Mechanical Layer Revisited

Several years ago, we decided to put out a list of recommended mechanical layers for Altium Designer (Click Here). Altium Designer is different from other tools in that Altium does not predefine their mechanical layers. In tools such as Cadence Allegro, mechanical layers are very well defined. In fact, they are so numerous. It makes finding things in Allegro a bit more challenging.

Altium Designer provides mechanical layers and allows the user or company to define the layer. In Altium Designer 18, Altium has introduced 'layer types' so that there can be some mapping of commonly used mechanical layers such as assembly, courtyard, and 3D bodies that may have been allocated to different layers between the PCB layout (.PCBDoc) and library files (.PCBLib). Though this is certainly useful for those consultants and services that must work between their internal practices and customer needs, this can only be looked upon as a quick fix for a given project and will still require some effort to ensure that all mechanical layers are properly represented when there are differences between two or more PCB files.

Though Altium does not have an official list of recommended layers, their implicit recommendations are built into their libraries. For example, the libraries provided by both Altium and Octopart (which is owned by Altium) use the same layers for 3D bodies, assembly, and courtyards. Knowing this can make the footprint creation effort a bit easier if one is starting from these libraries. It is to note that Nine Dot Connects generally does not recommend the practice of starting with a 3rd party library, given that there is no assurance or guarantee that the part has been correctly designed and vetted. The time it takes to review and to ensure that the imported library footprint is valid is about the same time necessary to create the footprint from scratch.

In 2017, we released our recommended mechanical layer list. This list came from a large project that we assisted for a company that was pulling together all of their designs (about 50 of them) scattered about in various hard drives due to mergers and acquisitions. Some of the designs had been designed in other tools. Some of the designs only had Gerber files. Some of the designs only had PDFs of the schematics. To bring commonality to what we were trying to clean up, the mechanical layer list, which we call 'Rev 1', was created. It is important to note that we still stand by this list and that those who may have adapted it are not missing out. In fact, it is more comprehensive than the 'Rev 2' list.

The 'Rev 2' list addresses changes in Altium Designer's offerings and better organizing the mechanical layers. With Draftsman's recent addition, we removed the bill of material, drill, and stack up from the mechanical layer list. These are best handled in the Draftsman tool. We also removed the silk layer top and bottom. This particular mechanical layer aimed to allow additional information to be written without actually placing it on the dedicated silk layers. However, this information can be readily added to the mechanical layer dedicated to notes.

In 'Rev 1', two layers had been dedicated for 3D bodies added to the layout that had no association to any components. However, since mechanical layers associated with 3D bodies are not used in manufacturing documentation, these additional 3D bodies can be readily placed on mechanical layers dedicated to 3D bodies.

'Rev 2' lists a border template for both the top and the bottom. There is no need for a bottom template, given that the print options will allow the top template to be used for viewing mirrored layers if desired.

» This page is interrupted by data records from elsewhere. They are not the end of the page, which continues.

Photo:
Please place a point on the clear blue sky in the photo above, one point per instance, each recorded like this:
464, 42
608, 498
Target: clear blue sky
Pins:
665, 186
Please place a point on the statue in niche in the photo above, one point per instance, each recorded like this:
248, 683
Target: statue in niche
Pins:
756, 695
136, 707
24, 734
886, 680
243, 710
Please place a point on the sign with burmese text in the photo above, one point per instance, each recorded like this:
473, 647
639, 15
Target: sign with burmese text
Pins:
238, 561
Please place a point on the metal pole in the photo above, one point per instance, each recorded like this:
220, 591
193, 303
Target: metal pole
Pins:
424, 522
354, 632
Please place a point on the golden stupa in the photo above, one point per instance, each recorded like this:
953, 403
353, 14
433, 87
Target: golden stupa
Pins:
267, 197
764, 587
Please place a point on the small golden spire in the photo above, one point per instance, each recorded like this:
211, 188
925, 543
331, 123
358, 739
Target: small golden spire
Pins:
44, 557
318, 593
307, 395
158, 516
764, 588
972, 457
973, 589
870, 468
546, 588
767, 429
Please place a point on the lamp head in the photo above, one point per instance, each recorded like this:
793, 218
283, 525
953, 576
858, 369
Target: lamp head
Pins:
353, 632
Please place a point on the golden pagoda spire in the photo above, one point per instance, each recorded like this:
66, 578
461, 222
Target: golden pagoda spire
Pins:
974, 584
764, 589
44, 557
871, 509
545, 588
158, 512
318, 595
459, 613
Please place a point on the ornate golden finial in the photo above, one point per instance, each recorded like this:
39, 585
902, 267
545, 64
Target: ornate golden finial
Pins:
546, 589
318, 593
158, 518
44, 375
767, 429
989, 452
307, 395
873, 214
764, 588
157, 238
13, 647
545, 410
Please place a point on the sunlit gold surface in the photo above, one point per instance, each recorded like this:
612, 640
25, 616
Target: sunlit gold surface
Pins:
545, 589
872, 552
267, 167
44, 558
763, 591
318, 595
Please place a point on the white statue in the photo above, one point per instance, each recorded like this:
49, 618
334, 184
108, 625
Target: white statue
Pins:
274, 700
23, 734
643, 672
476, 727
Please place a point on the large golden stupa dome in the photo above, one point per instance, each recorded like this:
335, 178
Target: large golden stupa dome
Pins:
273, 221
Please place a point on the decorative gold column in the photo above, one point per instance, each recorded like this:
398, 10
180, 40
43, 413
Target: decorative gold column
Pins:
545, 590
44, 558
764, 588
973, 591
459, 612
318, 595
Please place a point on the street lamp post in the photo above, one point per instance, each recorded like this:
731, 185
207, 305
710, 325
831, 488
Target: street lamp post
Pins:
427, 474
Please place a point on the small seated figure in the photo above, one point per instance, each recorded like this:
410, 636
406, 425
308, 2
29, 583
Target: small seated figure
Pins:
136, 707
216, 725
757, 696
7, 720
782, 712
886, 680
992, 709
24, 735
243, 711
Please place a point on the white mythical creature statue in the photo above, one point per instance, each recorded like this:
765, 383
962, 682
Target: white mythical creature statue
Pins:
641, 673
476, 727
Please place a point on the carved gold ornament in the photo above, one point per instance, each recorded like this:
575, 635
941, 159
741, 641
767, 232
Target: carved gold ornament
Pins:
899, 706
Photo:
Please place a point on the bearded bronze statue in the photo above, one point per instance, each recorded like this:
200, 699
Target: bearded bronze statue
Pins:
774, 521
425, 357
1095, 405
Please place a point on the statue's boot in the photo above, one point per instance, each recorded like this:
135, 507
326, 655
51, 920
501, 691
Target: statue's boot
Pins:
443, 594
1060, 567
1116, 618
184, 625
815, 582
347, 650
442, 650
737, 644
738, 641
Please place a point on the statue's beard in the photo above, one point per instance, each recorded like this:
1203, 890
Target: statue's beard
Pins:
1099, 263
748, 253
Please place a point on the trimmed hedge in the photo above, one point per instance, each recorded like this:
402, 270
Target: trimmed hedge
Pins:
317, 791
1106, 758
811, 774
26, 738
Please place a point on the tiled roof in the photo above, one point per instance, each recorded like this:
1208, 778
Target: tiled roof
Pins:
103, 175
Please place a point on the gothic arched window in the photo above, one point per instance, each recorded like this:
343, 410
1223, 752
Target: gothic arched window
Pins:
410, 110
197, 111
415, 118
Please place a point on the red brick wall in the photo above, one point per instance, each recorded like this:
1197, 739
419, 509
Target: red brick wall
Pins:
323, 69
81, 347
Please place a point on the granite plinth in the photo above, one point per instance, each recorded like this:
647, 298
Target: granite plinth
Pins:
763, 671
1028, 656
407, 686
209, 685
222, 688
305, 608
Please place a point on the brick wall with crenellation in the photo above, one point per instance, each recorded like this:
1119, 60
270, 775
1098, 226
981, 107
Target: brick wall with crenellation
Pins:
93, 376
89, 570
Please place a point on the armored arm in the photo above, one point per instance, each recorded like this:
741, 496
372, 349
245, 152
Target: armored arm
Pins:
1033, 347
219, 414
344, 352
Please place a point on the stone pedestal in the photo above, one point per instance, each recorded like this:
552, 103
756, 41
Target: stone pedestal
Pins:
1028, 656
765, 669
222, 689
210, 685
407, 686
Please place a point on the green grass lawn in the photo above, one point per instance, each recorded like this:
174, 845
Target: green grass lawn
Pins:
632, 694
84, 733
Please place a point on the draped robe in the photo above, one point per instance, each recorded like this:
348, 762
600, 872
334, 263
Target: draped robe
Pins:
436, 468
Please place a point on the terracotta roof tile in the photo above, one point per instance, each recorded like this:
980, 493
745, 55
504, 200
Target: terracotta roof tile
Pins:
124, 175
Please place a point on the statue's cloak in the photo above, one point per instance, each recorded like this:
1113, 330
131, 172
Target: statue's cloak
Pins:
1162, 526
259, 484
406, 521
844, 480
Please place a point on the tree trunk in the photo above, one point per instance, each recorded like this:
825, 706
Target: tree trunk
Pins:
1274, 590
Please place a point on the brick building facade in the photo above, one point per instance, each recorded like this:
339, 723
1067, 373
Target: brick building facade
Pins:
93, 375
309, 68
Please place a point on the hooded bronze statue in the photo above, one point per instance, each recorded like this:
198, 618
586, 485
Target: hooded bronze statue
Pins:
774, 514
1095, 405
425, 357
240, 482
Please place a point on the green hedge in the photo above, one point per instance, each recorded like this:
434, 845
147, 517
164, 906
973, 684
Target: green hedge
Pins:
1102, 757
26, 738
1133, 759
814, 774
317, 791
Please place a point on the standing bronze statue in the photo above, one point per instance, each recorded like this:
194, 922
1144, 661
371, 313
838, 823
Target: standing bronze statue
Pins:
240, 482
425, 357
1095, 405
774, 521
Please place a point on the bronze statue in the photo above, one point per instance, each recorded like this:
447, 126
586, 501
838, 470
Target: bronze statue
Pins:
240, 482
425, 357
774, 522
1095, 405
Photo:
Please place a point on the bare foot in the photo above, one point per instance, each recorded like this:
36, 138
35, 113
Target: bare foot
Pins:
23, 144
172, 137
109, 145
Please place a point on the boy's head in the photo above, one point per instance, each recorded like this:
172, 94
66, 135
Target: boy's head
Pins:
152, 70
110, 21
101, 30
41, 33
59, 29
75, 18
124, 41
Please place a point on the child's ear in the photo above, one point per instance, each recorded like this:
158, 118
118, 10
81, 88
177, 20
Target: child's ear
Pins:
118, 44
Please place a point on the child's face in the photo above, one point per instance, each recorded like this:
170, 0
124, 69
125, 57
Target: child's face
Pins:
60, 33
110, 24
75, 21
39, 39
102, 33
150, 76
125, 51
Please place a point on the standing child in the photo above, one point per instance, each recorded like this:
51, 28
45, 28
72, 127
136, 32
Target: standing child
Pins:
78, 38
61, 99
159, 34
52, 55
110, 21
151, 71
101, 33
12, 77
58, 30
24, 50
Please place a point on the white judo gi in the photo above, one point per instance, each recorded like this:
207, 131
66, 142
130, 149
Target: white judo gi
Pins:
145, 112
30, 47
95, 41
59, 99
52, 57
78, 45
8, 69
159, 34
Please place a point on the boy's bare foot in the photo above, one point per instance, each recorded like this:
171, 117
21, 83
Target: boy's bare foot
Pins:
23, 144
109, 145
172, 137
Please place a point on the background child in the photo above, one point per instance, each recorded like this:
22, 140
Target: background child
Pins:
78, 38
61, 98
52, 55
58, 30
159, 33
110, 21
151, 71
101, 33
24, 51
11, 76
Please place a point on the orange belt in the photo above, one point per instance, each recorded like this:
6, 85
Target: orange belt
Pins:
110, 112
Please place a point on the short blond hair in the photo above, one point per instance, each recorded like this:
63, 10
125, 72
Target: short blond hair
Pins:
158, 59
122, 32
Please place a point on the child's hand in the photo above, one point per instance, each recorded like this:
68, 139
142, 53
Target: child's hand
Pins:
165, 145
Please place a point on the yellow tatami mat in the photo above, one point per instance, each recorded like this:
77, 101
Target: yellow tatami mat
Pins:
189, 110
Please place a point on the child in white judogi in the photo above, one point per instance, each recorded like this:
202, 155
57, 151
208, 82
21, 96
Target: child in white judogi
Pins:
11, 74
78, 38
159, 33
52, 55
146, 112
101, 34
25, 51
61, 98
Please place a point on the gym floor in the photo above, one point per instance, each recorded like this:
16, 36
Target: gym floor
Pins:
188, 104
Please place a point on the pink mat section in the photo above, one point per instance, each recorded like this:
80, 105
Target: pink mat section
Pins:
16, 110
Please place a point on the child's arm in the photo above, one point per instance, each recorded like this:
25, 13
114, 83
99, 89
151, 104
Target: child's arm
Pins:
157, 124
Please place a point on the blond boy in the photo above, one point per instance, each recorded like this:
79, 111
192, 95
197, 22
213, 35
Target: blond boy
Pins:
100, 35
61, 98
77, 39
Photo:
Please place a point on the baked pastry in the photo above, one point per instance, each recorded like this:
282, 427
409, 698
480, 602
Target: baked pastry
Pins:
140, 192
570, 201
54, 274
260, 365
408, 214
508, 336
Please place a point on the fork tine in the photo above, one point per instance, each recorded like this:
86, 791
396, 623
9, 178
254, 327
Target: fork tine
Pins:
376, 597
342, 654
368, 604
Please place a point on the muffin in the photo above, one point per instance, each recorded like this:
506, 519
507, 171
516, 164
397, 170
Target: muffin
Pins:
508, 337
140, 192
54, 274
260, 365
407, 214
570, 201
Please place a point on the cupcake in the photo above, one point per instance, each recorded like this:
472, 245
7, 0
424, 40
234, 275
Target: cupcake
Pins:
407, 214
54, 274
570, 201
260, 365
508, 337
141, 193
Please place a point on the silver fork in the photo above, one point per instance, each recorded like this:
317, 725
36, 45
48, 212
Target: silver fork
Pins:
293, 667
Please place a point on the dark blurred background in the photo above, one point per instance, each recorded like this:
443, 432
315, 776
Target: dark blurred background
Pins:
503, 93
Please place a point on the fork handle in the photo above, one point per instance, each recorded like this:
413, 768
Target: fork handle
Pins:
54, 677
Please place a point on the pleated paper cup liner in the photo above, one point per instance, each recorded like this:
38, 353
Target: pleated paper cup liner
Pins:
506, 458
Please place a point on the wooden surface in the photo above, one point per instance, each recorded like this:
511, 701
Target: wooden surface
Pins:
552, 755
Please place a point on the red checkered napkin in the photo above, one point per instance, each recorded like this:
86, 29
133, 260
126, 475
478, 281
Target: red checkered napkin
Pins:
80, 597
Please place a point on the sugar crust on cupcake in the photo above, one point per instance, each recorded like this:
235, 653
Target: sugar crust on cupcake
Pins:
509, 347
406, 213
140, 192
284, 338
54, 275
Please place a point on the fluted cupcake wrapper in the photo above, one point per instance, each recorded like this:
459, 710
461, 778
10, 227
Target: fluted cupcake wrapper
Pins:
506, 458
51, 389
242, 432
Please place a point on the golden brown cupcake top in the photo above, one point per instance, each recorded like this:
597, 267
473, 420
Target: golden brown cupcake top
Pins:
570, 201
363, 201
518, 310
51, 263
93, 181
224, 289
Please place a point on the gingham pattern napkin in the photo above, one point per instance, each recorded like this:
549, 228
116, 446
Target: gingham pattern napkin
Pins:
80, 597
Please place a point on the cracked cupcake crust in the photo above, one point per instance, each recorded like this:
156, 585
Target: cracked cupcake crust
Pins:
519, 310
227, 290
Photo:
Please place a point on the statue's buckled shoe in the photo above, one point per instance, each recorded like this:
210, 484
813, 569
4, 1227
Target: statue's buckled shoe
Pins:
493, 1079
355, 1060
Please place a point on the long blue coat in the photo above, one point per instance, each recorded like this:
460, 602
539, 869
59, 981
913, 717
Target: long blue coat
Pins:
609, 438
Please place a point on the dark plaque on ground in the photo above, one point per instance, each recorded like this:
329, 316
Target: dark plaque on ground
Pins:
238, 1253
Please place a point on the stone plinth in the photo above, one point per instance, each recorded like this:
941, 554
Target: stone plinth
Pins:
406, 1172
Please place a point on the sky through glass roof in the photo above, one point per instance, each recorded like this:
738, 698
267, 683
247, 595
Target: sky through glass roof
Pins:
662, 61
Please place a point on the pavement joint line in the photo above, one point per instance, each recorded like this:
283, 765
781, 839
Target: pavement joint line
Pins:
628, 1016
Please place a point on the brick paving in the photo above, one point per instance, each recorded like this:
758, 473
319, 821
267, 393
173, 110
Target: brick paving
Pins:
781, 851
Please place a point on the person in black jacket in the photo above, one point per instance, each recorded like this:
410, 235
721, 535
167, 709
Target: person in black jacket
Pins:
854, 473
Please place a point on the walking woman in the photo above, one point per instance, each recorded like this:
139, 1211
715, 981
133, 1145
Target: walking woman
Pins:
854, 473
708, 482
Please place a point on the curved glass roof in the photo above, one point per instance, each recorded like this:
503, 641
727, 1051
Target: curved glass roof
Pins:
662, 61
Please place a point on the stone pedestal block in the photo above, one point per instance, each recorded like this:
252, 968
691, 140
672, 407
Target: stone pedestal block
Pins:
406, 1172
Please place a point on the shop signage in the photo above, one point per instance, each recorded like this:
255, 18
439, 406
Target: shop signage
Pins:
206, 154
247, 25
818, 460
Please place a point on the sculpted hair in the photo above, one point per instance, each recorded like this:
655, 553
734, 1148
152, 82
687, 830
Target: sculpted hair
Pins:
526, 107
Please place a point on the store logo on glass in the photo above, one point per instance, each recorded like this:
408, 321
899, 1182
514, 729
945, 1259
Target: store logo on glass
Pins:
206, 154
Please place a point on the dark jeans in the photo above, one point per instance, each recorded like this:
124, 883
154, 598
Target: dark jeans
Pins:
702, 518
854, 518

In addition to removing several layers, the revision two list organizes the layers based on their primary usage. Layers one through six are specific to the layout. Mechanical layers seven and eight were left blank to allow for additional PCB related layers if the individual or the company sees a need to make use of them.

Mechanical layers 11 through 16 (3D bodies, assembly, courtyards) match with both Altium’s provided libraries and Octopart.

Also, we allocated mechanical layers 9 and 10 for mechanical constraints that are not specifically related to the 3D bodies. These could be notes or dimensions to assist with understanding any complexities that the component may bring about. (Note that the dimension primitives in Altium designer are not available in the PCB library. However, dimension information can be drawn in using the line and text primitives available.)

One word of caution... Octopart has made use of mechanical layer 10 for a component package outline. This outline is not a courtyard. It is simply the outline of the physical package minus any pins that may extrude from it. We at Nine Dot Connects are not sure why this has been provided. Unfortunately, it also does not adhere to the use of an odd number to begin mechanical layer types representing both the top and the bottom. There is no need for it (as far as we know), and feel free to remove it if you wish to use the list we have provided.

That brings us to our last point. This list is simply a recommendation. There may be things that you or your company needs that are not included. Mechanical layers for glue dots, plating, etc., can be added or moved at one's discretion. In Altium Designer 20, there are now over 1000 mechanical layers available. Keep in mind that the more introduced layers, the more effort it will take to design a new footprint.